Shortly after getting out of the hospital and getting NO information on the process or protocols of stroke rehabilitation and recovery I started searching on the internet and found that no other survivor received useful information. This is an attempt to cover all stroke rehabilitation information that should be readily available to survivors so they can talk with informed knowledge to their medical staff.

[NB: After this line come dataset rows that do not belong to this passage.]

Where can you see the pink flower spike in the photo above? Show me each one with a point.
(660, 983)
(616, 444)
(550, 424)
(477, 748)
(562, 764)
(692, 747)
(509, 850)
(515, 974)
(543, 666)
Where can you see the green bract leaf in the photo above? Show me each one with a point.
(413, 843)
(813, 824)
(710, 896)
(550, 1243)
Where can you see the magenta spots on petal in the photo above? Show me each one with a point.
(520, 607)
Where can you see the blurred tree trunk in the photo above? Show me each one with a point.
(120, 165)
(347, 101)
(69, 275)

It's quite disgusting that this information is not available from every stroke association and doctors group.
My back ground story is here:http://oc1dean.blogspot.com/2010/11/my-background-story_8.html

Saturday, April 29, 2017

The effect of three different meditation exercises on hypertension: A network meta-analysis

I bet your doctor is choosing between 3-4 different blood pressure drugs and has no recommendation on this.  But then you should already be meditating to help your stroke recovery. 41 posts on meditation which your doctor has already told you about.
https://www.mdlinx.com/internal-medicine/medical-news-article/2017/04/27/hypertension/7150281/?

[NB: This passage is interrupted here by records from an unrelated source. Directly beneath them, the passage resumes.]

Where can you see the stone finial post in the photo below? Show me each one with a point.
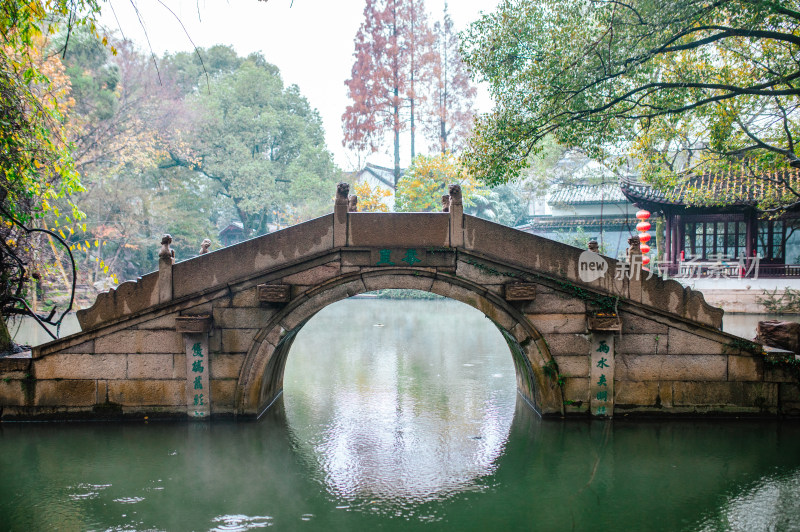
(445, 203)
(204, 245)
(166, 258)
(340, 207)
(456, 217)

Evidence-based Complementary and Alternative Medicine
Yang H, et al.
An observational study was carried out to utilize the pairwise and network meta–analysis to assessment the impacts of various meditation exercises on the control of systolic blood pressure (SBP) and diastolic blood pressure (DBP). Qigong may be the optimal exercise way in lowering SBP and DBP of hypertensive patients, but a detailed long–term clinical research ought to be required later on.
  • They designed a network meta–analysis.
  • For this study, randomized controlled trials (RCTs) were retrieved from PubMed and Embase up to June 2016, which are published in English and reported on meditation exercise for hypertensive patients.
  • Risks of bias evaluation of the included studies were evaluated by Cochrane Collaboration Recommendations and network meta–analysis was performed by ADDIS.
  • Mean difference (MD) and its 95% confidence interval (CI) were utilized as the effect size.
  • In this study, total 19 RCTs were included.
  • The outcomes of pairwise comparisons showed that meditation exercise could majorly reduce the SBP and DBP, compared with other interventions (MD = –7.10, 95% CI: –10.82 to –3.39; MD = –4.02, 95% CI: –6.12 to –1.92).
  • With good consistence and convergence, network meta–analysis demonstrated that there were no important differences between meditation and other interventions on SBP.
  • For DBP, Qigong was significantly lower than “no intervention” (MD = –11.73, 95% CI: –19.85 to –3.69).